As I shut the door I thought: “Being in prison must be really awful.” 

I don’t like confined spaces, but Eric doesn’t mind them. And indeed I looked across to see Eric drinking his 1 litre carton of milk and watching sumo wrestling on YouTube. Yes, he was quite happy. 

I was feeling a bit depressed after the stress of cycling through the city, getting lost, trying to find a place to store our bike and possibly nearly becoming the victim of a sneaky pickpocket. Why are we here? I thought. I don’t even really like cities. We’re just on a pointless tourist tick box exercise. Waaaaah! 

But then we went out for dinner and walked along streets full of the smells, sounds and sights of food stalls, fruit stands, restaurants, people, neon lights… Wow! I thought. This place is great!   

PS. Tan Luu Vo does have a YouTube channel. It’s all in Vietnamese, and he comes across about as sane as the traffic. 


4 thoughts on “Aaaaaaaaaaand… we’re lost. The first three hours in Ho Chi Minh City

  1. Tan Luu Vo : in case you see him again, plse tell him, it would give a better view of him if he holds the phone in a vertical position πŸ™‚
    Thank you so much for all yr interesting journey reports !!

  2. You do have to be aware of your stuff, but from what you’ve said, the old guy was probably just friendly and curious.
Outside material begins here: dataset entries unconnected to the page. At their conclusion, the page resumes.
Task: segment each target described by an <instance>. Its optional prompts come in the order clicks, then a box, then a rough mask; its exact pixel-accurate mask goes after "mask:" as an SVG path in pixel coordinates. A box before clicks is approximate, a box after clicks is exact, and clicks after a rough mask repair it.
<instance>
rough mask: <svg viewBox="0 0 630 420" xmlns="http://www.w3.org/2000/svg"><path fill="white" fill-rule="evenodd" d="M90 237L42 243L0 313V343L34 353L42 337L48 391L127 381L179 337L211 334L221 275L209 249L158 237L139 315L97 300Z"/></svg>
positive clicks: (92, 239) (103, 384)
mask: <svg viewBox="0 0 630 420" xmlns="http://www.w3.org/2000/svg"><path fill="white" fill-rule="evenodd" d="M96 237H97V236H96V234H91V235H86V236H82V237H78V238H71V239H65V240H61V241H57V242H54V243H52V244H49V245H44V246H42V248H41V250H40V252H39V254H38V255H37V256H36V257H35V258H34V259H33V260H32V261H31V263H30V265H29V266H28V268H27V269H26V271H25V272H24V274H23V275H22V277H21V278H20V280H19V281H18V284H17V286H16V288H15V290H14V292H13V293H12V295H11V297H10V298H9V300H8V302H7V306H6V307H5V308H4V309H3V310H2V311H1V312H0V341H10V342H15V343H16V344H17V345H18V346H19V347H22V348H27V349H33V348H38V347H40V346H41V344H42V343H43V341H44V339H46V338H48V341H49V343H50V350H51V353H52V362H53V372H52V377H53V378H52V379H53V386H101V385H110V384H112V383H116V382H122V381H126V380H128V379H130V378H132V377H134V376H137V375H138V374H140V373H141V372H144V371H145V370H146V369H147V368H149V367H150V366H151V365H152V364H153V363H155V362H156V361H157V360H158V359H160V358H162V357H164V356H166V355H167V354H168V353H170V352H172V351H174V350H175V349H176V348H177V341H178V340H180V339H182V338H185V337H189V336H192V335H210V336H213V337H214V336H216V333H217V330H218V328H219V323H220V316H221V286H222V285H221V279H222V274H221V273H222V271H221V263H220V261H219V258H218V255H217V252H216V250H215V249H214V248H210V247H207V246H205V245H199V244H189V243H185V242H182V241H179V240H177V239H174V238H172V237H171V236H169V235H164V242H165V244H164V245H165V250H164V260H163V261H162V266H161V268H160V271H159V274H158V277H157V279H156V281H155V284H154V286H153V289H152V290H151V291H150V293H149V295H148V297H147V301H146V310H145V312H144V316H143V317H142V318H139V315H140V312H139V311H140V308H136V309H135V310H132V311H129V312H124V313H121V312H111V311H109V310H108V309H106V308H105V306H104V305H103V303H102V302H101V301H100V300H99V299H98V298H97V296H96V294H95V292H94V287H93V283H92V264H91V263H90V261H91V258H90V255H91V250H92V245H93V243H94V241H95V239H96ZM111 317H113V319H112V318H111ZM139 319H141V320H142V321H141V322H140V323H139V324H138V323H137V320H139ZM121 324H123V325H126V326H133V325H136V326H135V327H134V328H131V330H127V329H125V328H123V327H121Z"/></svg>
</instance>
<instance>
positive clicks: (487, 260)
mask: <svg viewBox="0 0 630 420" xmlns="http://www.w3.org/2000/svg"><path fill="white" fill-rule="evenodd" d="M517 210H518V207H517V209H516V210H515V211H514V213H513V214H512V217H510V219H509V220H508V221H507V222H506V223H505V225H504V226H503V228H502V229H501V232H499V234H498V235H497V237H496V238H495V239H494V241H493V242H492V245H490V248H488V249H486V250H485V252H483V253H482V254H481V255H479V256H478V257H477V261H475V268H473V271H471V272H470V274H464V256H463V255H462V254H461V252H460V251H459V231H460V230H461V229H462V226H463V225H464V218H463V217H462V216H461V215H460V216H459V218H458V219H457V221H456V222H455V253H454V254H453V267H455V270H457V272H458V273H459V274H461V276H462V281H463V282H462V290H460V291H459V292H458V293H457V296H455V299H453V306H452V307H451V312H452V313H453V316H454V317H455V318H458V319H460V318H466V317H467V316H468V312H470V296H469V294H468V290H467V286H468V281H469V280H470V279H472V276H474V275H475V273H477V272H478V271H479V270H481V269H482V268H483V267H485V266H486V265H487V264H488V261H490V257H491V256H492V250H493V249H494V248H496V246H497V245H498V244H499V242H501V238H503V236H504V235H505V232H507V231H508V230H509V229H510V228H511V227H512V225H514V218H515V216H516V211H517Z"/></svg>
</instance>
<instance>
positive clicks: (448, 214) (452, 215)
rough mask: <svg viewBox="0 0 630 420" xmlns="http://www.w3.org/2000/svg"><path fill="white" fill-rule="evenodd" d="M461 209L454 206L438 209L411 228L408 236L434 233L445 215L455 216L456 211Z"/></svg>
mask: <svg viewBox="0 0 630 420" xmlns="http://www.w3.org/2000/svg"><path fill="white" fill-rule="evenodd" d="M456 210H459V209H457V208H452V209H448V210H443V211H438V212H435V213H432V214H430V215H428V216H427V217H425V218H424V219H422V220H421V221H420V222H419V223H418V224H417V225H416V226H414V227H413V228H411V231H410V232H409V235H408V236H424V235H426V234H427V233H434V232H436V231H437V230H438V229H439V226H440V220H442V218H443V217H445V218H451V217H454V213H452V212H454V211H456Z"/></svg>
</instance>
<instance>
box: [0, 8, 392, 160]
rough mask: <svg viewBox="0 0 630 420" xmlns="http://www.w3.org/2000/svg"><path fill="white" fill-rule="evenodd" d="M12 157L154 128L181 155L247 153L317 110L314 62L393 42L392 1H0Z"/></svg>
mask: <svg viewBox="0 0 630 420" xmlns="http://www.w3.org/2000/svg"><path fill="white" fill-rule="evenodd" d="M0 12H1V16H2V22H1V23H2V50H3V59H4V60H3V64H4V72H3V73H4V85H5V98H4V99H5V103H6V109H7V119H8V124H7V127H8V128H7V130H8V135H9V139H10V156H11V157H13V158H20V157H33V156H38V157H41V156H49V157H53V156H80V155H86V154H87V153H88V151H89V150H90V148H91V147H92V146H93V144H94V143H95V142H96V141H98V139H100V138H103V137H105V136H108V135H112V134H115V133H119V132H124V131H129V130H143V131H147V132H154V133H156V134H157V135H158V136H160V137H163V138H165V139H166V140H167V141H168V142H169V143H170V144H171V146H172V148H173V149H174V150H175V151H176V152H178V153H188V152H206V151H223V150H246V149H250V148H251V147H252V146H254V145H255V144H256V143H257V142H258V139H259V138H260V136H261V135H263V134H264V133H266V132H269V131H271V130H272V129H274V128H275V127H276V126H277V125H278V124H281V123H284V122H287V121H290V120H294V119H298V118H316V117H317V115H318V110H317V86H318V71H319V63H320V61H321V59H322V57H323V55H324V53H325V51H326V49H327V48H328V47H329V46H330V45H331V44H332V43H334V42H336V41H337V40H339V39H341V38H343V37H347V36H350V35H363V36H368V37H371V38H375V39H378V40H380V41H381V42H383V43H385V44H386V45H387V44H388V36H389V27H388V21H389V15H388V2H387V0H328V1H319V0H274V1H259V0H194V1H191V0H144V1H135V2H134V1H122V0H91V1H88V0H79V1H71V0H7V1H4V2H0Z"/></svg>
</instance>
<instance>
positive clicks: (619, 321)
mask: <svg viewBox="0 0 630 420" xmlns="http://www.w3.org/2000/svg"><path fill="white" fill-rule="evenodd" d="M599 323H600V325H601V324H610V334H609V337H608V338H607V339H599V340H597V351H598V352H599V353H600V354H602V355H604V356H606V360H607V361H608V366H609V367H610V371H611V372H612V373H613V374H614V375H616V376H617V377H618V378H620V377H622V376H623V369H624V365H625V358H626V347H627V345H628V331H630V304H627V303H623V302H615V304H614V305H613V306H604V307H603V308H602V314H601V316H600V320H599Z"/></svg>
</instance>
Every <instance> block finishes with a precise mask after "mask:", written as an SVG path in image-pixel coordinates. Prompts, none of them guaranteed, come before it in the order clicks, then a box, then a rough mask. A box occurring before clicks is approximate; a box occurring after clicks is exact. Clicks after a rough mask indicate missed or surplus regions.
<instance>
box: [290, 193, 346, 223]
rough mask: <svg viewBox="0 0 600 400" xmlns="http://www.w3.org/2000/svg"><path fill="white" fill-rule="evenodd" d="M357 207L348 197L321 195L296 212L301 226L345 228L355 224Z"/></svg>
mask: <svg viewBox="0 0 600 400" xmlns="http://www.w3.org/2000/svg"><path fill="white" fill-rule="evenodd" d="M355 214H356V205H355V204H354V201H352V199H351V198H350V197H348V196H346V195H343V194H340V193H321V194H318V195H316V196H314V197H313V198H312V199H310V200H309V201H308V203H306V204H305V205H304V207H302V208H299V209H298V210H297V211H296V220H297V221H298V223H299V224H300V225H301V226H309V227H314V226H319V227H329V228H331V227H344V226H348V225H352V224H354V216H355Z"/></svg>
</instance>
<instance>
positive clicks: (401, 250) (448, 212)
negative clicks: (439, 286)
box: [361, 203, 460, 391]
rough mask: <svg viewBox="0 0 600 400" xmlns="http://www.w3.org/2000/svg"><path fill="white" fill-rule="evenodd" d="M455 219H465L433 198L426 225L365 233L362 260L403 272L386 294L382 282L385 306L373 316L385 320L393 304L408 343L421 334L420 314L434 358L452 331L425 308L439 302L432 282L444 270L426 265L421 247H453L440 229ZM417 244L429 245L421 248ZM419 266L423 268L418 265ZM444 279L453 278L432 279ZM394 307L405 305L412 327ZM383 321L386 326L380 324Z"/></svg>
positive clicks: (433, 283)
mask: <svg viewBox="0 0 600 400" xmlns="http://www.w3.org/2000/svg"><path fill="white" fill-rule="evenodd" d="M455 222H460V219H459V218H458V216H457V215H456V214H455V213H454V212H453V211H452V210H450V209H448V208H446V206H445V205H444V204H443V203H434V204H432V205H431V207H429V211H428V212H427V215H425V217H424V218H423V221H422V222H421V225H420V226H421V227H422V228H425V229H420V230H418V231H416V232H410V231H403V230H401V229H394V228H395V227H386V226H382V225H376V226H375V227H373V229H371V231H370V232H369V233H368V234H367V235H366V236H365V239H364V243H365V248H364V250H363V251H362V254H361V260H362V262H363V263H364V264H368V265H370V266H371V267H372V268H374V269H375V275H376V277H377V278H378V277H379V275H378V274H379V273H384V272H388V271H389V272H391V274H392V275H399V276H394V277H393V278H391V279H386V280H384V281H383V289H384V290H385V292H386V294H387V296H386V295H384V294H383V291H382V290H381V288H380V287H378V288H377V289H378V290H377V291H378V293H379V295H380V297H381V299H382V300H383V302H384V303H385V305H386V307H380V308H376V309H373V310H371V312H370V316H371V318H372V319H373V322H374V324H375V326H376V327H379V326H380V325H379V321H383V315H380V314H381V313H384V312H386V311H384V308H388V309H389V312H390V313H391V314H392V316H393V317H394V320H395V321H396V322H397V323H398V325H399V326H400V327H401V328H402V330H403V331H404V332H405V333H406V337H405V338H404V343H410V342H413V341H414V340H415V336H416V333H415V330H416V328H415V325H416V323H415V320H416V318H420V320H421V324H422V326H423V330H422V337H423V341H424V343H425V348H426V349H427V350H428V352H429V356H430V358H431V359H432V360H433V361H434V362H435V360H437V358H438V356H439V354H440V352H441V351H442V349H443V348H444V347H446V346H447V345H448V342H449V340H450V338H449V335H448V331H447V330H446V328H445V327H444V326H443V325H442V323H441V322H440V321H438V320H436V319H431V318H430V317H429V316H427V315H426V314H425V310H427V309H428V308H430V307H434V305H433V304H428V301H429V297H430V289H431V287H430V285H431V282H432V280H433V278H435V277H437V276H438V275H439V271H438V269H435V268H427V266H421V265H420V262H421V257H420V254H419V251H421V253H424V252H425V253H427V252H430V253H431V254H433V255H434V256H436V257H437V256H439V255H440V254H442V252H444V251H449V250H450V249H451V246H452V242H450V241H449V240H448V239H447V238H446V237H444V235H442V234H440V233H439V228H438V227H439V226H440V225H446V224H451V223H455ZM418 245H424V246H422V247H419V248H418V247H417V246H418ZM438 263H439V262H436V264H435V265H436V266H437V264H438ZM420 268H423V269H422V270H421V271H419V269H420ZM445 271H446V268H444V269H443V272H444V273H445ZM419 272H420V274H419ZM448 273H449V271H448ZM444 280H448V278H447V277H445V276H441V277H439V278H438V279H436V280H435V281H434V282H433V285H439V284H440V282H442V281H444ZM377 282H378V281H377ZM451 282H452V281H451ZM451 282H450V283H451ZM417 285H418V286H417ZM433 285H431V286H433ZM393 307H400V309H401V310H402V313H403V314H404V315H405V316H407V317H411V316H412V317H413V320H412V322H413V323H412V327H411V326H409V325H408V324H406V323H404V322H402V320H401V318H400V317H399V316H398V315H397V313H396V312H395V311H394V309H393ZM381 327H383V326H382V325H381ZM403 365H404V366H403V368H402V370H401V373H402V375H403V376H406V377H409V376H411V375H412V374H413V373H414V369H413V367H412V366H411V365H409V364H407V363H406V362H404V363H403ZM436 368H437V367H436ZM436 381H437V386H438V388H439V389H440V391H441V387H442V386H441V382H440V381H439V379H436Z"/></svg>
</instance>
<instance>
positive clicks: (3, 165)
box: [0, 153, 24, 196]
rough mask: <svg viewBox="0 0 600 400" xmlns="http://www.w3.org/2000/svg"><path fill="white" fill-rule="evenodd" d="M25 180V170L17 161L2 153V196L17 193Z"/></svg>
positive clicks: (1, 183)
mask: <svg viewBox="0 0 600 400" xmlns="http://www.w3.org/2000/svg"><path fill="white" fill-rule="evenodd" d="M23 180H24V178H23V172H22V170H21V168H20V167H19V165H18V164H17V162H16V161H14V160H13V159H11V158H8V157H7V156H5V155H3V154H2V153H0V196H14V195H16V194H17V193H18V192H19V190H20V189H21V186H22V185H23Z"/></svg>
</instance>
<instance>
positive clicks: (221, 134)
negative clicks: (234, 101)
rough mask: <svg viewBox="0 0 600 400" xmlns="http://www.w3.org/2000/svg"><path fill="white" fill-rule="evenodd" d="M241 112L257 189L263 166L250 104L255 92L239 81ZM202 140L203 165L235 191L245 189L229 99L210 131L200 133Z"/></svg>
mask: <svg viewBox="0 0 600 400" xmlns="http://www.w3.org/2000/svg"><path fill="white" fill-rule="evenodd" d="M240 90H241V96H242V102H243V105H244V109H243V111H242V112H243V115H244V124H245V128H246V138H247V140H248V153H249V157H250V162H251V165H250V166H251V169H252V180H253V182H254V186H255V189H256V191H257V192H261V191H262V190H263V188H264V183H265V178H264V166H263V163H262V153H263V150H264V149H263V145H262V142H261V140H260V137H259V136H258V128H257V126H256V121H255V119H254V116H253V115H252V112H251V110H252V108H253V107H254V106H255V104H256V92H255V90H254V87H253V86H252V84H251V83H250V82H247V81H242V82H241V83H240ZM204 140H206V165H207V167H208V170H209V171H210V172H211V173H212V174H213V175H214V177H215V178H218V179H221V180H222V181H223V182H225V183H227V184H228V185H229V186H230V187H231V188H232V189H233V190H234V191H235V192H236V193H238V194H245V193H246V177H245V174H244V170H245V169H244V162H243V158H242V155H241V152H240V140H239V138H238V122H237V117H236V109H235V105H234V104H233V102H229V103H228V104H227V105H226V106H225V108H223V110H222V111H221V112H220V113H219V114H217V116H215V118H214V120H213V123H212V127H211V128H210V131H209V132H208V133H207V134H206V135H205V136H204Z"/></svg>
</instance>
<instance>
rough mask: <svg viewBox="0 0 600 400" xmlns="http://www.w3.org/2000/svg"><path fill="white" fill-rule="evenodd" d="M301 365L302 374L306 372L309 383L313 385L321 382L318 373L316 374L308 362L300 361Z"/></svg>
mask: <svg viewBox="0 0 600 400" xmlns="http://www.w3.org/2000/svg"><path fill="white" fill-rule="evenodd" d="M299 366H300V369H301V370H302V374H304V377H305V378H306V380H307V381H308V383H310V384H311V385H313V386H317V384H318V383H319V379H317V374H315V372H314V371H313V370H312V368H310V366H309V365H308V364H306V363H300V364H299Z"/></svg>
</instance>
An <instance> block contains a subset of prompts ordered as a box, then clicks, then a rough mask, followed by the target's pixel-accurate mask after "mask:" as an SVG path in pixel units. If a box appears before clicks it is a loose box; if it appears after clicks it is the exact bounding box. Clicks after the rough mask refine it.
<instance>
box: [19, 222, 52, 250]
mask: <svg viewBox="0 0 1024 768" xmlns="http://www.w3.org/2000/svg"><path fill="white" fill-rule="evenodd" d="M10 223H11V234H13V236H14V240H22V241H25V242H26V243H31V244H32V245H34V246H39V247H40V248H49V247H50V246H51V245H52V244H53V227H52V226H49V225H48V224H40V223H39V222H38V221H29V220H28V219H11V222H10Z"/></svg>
I spent a year and a half wandering the streets of HCMC (literally – it was my job – long story), so I know there’s some dodgy stuff that goes on, but the people really are generally kind and good-hearted.

    • Yes, Vietnam is the only place so far where we’ve been scammed (at least the only place where we noticed it!) and is also the place where I’ve found people to be the most friendly, honest and generous. Get the intentions mixed up and you either feel very naive, or very cynical! But overall I’ve loved meeting people in Vietnam.